Luftaufnahme der Westseite des 8125 hohen Nanga Parbat. Keystone

Die spanische Bergsteigerin Edurne Pasaban hat als erste Frau nachweislich alle 14 Achttausender der Erde bestiegen. Am Bergfilmfestival in Lugano-Massagno sprach sie darüber, wie sie bei dieser gewaltigen Unternehmung an ihre physischen und psychischen Grenzen gelangte.

Natürlich war es am Ende ein Wettrennen. Und für Edurne Pasaban schien es verloren, als die Koreanerin Oh Eun-Sun am 27. April dieses Jahres den Fuss auf den Gipfel des Annapurna (8091 m) in Nepal setzte. Pasaban komplettierte ihre Sammlung der 14 Achttausender erst drei Wochen später mit der Ersteigung des Shishapangma (8027 m).
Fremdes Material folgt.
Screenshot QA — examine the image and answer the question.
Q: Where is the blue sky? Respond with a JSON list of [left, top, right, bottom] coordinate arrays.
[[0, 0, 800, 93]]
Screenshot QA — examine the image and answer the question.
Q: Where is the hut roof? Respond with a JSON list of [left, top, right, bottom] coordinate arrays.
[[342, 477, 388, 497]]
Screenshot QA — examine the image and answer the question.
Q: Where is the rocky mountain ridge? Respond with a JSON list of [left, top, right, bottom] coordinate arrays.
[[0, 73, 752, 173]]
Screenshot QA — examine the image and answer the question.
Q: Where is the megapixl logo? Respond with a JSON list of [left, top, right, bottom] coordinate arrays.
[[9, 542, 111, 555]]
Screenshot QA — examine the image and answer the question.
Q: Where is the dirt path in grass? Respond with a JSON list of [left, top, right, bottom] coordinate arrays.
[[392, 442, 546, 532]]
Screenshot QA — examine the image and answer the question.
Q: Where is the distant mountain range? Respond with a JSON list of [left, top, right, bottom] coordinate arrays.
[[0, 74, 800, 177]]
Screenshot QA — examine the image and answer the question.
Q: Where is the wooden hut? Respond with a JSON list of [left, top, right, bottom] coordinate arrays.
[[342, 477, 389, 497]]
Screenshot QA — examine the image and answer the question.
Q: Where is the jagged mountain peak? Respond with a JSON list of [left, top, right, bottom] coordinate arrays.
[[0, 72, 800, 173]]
Doch bei der Koreanerin wurde der Weltrekord inzwischen angezweifelt, insbesondere soll ihre angebliche Besteigung des Kangchendzönga am 6.Mai 2009 nie erfolgt sein. Ihr eigener koreanischer Alpin-Verband hat diesen Gipfelsturm nicht anerkannt. Und auch sonst machte sich die Koreanerin angesichts ihres gewaltigen Materialeinsatzes wenig beliebt.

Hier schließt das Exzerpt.